Essa atitude da campanha de não se manifestar pode ser apenas uma estratégia para não dar ainda mais atenção ao fato, mas certamente devem olhar atentamente para o acontecimento, já que o CALA BOCA DILMA não é promovido por fakes e scripts como afirma Branco. Ainda que eles possam existir, qualquer pessoa que passar os olhos nos TTbr observará que são diversos os internautas que se engajaram na manifestação.
Mas será que esses internautas foram motivados e influenciados pela manifestação no Twitter ou apenas despertaram na web a sua posição política que já estava bem definida?

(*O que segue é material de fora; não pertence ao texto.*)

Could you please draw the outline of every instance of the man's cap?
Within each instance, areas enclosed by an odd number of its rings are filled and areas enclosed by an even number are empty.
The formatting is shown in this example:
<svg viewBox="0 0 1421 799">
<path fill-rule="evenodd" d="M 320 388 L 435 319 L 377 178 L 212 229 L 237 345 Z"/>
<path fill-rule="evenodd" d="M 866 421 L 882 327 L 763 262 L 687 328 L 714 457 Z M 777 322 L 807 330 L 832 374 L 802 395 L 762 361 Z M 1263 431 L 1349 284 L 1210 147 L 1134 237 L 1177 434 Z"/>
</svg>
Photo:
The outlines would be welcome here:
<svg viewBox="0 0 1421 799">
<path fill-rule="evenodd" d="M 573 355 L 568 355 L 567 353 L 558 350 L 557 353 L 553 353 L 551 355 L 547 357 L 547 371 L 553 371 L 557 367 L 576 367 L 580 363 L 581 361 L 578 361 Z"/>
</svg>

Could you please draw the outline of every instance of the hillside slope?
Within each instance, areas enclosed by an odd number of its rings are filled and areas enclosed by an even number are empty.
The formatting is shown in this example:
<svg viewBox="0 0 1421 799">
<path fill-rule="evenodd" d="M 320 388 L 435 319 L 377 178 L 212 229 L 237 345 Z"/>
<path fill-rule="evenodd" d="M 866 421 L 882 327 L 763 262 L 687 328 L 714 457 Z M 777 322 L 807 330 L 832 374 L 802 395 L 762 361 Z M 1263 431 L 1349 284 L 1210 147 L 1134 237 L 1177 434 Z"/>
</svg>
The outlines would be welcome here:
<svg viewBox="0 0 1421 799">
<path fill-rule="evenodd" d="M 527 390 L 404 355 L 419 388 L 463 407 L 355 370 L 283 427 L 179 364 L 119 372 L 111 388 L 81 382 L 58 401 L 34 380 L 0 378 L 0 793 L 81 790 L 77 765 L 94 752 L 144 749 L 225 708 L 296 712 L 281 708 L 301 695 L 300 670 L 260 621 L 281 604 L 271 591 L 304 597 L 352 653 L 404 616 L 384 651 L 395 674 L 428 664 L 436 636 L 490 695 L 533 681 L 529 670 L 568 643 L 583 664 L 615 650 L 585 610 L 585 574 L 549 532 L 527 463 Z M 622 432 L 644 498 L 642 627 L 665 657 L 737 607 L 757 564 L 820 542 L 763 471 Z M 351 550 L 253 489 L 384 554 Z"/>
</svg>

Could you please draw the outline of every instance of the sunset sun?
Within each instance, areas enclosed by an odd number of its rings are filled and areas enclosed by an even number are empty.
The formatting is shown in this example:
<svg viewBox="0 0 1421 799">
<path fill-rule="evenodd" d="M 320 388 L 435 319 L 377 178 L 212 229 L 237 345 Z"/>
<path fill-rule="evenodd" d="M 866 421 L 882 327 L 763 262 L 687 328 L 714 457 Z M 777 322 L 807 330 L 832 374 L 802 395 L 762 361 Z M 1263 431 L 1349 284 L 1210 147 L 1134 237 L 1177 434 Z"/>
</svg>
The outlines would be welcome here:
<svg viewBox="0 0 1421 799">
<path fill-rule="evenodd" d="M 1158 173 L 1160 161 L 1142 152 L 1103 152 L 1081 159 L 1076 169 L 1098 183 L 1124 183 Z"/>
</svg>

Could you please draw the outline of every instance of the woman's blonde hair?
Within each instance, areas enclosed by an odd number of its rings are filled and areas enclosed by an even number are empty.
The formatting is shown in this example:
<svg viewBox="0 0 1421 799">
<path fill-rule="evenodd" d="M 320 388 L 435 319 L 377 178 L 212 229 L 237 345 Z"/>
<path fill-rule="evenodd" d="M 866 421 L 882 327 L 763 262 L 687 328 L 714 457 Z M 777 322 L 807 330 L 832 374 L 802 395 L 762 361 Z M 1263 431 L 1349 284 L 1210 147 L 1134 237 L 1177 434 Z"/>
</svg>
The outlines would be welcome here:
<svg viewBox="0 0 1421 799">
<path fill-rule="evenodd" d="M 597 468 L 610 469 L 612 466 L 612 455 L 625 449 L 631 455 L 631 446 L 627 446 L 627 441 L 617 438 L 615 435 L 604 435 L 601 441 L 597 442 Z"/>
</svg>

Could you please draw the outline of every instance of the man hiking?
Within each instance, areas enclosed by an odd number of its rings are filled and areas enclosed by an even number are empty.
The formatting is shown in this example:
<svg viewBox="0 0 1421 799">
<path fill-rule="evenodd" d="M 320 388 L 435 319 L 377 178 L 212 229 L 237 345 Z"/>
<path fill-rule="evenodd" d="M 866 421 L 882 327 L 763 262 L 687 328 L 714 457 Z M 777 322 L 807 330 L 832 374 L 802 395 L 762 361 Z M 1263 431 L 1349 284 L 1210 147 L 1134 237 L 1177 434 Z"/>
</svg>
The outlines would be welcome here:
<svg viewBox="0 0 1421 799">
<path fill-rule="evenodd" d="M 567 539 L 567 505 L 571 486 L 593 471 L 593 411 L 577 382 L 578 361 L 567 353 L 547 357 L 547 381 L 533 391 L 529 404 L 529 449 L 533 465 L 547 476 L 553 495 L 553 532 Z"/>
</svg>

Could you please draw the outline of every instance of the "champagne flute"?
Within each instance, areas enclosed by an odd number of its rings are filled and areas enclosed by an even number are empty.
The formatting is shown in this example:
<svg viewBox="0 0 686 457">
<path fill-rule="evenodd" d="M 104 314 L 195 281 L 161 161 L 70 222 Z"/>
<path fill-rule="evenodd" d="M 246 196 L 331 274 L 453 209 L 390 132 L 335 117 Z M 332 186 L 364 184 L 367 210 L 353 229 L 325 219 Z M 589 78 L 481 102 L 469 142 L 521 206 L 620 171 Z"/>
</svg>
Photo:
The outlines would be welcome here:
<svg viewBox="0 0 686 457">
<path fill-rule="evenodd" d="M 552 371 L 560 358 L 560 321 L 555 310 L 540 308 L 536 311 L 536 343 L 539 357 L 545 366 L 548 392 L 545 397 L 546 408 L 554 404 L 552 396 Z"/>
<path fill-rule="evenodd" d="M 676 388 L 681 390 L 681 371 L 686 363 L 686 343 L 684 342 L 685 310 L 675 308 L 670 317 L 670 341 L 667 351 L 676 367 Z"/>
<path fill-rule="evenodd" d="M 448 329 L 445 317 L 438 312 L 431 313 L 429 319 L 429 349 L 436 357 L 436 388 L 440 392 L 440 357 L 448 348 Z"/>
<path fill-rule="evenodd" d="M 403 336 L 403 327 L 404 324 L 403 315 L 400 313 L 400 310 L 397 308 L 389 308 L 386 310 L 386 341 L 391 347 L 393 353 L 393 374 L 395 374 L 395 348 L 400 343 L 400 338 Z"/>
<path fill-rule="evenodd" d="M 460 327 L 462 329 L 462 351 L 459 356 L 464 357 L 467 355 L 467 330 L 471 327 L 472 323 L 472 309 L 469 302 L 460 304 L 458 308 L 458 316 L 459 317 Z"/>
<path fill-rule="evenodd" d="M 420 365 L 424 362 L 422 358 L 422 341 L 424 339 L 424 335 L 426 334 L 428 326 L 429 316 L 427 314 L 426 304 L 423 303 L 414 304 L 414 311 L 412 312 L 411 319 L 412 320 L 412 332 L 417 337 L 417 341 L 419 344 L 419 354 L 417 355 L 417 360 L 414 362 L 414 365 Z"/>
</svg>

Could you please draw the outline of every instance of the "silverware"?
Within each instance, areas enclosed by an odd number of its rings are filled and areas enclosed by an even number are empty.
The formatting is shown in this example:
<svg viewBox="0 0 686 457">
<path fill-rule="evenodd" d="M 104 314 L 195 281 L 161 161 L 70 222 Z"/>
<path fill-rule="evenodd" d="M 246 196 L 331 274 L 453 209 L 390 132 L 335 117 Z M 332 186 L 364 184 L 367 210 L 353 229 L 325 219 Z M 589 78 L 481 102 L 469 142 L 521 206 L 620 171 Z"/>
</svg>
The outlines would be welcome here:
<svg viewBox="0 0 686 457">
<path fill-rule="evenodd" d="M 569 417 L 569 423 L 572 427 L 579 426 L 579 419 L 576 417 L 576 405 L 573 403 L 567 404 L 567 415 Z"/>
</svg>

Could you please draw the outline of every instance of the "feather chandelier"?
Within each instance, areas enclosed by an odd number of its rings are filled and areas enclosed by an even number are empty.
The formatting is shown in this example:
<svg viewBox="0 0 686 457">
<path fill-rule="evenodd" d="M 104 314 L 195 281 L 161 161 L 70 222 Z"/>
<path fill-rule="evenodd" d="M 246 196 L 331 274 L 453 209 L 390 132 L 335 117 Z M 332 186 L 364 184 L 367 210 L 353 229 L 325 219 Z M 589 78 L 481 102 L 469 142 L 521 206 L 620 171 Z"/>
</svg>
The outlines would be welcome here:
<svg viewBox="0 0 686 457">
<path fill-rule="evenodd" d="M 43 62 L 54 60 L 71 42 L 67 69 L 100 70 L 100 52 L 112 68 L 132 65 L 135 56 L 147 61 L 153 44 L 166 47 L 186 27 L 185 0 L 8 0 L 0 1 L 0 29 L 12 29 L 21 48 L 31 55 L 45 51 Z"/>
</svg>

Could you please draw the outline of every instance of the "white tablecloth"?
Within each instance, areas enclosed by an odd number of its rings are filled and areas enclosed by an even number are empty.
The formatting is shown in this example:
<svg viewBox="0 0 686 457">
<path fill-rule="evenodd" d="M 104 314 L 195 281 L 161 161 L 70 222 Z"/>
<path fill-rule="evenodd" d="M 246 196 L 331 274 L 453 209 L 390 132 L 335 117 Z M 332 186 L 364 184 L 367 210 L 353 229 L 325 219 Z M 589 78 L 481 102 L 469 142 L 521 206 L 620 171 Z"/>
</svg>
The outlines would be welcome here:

O que observo desde o início da campanha na web é que a maioria das mensagens reforçam a posição política que os internautas já manifestavam no presencial. São raras as mensagens no virtual cujos produtores estejam abertos ao diálogo. Vejo a maioria delas extremamente a favor ou contra.
Certamente o episódio Cala Boca Dilma atinge a imagem da candidata. Mas aqueles que analisarem atentamente o conteúdo dos tuítes que se engajam a favor ou contra nessa manifestação observarão que ele está repleto de manifestações radicais de eleitores bem definidos. Alguém poderia até defender que a manifestação no Twitter não muda nada, já que os envolvidos apenas defendem ao extremo seus candidatos e que o diálogo, que realmente poderia mudar alguma coisa, não ocorre entre os internautas.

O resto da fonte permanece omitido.